(NOTE: I wish I could claim credit for having written this, but it wasn’t me. I actually don’t know who wrote it. But I’m sure he or she wouldn’t mind me passing it on. And rest assured that I struggle with this as much as anyone. Let’s be THANKFUL! (MG)
Two old friends met each other on the street one day. One looked forlorn, almost on the verge of tears. His friend asked, “What has the world done to you, my old friend?”
The sad fellow said, “Let me tell you: three weeks ago, my uncle died and left me forty thousand dollars.”
“That’s a lot of money.”
“But you see, two weeks ago, a cousin I never even knew died, and left me eighty-five thousand dollars, free and clear.”
“Sounds to me that you’ve been very blessed.”
“You don’t understand!” he interrupted. “Last week my great-aunt passed away. I inherited almost a quarter of a million from her.”
Now the man’s friend was really confused. “Then, why do you look so glum?”
“This week . . . nothing!”
That’s a problem with receiving something on a regular basis. Even if it is a gift, we eventually come to expect it. The natural tendency is that if we receive a gift long enough, we come to view it almost as an entitlement. We feel hurt, even angry, if we don’t receive it any longer.

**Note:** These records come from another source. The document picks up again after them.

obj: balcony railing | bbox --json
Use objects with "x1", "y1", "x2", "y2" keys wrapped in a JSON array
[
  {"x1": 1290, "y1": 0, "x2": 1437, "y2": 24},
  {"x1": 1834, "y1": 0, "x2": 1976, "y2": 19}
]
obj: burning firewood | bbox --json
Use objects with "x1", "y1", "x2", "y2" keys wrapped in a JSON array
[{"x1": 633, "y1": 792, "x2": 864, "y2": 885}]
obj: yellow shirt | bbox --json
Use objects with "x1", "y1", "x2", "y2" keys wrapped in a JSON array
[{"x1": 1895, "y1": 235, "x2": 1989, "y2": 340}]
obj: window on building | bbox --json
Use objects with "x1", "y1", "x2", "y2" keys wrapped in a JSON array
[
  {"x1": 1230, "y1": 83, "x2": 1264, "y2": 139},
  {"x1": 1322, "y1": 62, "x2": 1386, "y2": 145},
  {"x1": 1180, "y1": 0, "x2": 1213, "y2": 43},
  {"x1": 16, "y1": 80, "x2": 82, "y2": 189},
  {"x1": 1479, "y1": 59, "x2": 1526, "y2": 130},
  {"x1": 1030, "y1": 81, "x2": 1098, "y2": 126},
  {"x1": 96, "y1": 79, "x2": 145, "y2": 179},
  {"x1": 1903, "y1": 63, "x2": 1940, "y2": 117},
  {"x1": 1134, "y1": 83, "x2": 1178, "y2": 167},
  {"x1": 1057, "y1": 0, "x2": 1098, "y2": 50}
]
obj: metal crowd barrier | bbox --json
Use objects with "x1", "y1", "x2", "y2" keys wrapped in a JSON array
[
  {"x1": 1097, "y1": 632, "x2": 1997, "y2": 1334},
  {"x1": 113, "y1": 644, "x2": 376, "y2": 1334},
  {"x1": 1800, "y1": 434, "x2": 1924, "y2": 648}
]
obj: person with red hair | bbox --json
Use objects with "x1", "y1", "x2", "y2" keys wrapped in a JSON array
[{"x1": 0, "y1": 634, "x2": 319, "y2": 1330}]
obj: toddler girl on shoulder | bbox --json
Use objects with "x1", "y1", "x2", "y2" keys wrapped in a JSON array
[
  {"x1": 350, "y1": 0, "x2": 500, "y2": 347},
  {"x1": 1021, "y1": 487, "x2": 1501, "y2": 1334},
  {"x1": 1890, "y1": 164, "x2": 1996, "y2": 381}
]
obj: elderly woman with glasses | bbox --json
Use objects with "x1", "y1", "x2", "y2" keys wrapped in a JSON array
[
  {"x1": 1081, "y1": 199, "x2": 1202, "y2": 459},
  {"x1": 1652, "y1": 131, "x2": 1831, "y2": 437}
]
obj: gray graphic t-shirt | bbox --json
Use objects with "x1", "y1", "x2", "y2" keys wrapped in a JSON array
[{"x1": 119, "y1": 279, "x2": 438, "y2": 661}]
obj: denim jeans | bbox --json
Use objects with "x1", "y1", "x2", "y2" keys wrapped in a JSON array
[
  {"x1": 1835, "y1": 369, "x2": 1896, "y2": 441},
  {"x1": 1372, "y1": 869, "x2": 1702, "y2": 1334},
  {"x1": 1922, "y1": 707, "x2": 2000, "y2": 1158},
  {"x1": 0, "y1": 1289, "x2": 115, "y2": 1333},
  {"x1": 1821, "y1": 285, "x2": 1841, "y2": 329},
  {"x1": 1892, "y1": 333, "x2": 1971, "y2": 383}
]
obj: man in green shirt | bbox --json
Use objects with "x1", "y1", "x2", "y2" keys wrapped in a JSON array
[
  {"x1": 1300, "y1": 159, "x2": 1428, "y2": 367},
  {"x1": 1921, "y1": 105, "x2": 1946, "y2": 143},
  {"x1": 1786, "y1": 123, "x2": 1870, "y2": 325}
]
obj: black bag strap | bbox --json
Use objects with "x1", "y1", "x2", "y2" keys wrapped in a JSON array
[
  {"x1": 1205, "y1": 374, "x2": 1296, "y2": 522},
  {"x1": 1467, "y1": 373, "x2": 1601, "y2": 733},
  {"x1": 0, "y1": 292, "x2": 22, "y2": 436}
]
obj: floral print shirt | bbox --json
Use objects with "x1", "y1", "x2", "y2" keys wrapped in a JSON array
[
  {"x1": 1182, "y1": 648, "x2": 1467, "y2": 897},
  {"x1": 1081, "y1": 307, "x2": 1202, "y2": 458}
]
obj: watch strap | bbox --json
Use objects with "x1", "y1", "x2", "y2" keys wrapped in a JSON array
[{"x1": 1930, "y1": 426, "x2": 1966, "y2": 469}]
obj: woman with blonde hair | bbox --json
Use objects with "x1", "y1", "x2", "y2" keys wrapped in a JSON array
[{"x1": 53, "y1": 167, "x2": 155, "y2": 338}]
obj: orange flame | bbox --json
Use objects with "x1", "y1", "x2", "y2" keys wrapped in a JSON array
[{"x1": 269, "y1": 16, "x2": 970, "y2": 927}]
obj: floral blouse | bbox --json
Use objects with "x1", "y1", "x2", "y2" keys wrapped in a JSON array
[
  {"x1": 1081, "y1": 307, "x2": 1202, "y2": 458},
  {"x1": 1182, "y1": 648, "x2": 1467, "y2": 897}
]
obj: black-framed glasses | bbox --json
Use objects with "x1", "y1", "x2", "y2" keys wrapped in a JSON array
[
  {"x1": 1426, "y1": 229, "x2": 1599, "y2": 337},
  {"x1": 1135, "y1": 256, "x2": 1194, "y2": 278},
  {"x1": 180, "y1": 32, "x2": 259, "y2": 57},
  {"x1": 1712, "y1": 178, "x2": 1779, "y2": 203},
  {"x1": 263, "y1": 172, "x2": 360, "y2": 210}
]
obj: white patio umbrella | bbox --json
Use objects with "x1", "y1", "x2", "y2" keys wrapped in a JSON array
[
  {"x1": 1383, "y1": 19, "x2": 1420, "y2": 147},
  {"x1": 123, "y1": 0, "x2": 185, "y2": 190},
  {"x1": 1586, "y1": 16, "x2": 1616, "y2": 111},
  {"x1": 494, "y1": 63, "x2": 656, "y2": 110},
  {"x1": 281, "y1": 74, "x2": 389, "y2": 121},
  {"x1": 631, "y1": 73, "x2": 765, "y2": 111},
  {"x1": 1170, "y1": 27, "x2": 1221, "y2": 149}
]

It is the same way with the blessings God gives us every day. I don’t deserve my comfortable home that I live in, the beautiful scenery around me, the clean water I drink. But after receiving these gifts (and a multitude of others) for years, I sometimes fail to be grateful. I’ve come to expect these good things. And when one of them is removed for a short time (like water or electricity or internet going down), I get upset.
Let’s make an effort today to recognize the blessings we’ve come to take for granted. Focus on what we have rather than on what we don’t have, and see if it doesn’t improve our attitudes.